If the other parent was spending quality parenting time with the children, that can be lost if the parent with primary custody moves the child away. Maintaining regulated parenting time when one of the parents is more than a short drive away becomes almost impossible or it becomes so infrequent that one parent inevitably feels like they are being blocked out of their child’s life.
There are massive changes to a family when divorce pushes parents apart. Opportunities come up and the other parent is no longer involved in that decision-making process. Sometimes a new job comes up that will be a good career move or just better money. Other times, parents with primary custody can feel overwhelmed and want to move closer to where family can help share caregiving responsibilities.
In these cases, the relocating parent often expects the court to be understanding that they are trying to do the best thing for the children by moving to a place where the family will be more comfortable.
Indeed, a family law judge will take those things into account when looking over the child custody arrangements. That judge also will look at the relationship the children have with the other parent and what kind of hardship a move will place on that relationship and ones with other family members.

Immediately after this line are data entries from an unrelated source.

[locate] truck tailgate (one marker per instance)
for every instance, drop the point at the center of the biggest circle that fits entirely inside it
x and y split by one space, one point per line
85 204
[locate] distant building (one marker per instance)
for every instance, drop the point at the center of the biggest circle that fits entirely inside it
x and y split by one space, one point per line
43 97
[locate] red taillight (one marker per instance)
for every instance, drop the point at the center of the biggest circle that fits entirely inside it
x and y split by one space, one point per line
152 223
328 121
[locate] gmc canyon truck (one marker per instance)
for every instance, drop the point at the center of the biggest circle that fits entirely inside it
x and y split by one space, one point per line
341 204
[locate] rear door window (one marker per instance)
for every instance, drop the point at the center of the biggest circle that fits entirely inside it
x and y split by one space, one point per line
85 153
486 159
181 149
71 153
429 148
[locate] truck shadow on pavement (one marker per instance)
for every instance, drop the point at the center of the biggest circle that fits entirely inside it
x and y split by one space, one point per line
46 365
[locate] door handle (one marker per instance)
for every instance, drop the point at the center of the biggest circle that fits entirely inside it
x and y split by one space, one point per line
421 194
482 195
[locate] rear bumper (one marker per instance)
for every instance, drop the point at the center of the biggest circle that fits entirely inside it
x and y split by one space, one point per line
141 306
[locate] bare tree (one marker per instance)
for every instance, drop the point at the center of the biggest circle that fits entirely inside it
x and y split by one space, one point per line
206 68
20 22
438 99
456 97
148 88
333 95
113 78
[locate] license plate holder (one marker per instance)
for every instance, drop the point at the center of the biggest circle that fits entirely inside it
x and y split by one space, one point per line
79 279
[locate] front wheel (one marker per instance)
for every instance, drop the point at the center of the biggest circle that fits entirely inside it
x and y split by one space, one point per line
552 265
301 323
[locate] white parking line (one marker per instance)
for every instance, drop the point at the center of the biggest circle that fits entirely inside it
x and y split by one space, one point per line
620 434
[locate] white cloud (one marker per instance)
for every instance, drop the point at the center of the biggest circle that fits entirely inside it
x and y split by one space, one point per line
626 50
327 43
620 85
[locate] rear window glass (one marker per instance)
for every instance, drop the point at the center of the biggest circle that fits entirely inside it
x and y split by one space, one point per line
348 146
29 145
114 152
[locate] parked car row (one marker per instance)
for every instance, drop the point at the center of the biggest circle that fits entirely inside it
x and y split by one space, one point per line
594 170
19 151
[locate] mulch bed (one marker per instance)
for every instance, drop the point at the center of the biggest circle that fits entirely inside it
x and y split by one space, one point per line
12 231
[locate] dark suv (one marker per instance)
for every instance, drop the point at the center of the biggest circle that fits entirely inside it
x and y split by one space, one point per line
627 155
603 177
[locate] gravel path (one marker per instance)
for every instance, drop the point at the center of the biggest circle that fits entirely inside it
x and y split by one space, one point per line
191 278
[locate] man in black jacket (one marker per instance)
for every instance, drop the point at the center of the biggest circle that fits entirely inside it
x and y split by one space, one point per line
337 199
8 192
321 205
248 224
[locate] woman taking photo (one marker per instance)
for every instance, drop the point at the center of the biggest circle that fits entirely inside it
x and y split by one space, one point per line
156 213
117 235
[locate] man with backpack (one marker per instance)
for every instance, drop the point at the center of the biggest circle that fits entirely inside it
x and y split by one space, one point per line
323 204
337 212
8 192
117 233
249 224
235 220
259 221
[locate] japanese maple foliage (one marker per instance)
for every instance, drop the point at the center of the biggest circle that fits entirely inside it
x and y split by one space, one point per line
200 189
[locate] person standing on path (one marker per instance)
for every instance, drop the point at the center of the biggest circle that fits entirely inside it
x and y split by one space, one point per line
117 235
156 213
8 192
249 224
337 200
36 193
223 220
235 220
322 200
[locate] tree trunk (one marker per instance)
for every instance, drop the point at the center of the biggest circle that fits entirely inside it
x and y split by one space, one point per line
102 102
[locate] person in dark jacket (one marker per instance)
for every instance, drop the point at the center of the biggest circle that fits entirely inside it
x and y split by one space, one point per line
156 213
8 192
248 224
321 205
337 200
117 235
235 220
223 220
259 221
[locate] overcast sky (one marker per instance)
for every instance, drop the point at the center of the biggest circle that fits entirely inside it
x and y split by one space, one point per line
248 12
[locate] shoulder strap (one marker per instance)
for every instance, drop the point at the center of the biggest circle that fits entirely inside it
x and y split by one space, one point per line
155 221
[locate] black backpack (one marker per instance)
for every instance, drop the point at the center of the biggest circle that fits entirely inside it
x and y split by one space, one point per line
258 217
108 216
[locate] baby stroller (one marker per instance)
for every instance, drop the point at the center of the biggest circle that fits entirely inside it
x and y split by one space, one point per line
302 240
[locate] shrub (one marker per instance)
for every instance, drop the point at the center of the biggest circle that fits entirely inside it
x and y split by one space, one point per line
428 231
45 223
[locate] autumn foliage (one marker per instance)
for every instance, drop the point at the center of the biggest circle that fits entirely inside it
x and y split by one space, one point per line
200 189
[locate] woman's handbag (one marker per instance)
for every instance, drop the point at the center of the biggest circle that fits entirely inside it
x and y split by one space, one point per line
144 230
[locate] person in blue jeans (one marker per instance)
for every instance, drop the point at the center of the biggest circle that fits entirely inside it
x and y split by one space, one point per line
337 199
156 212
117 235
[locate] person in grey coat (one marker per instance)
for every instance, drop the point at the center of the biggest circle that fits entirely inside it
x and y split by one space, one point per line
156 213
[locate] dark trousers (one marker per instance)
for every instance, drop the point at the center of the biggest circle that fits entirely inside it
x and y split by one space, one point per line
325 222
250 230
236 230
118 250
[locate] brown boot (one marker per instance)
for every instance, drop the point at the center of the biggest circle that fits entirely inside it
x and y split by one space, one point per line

If the other parent opposes the move, it can be difficult to convince a judge to allow children to be moved far away from a parent. The law in Florida has requirements and procedures in place that govern what happens when a parent who is involved in a custody agreement or a custody dispute wants to move more than 50 miles away from the other parent. The relocating parent must notify the other parent in writing about the move and they must draft a new custody agreement that can work within the new distance.
The parent who is not moving has the righto understand why the primary custody parent is moving. There are plenty of reasons why parents move their families, like pursuing a better education or seeking help for a medical condition. The court is going to be tied to a standard of doing what is best for the child. Making a case that separating the child from the other parent geographically can be difficult.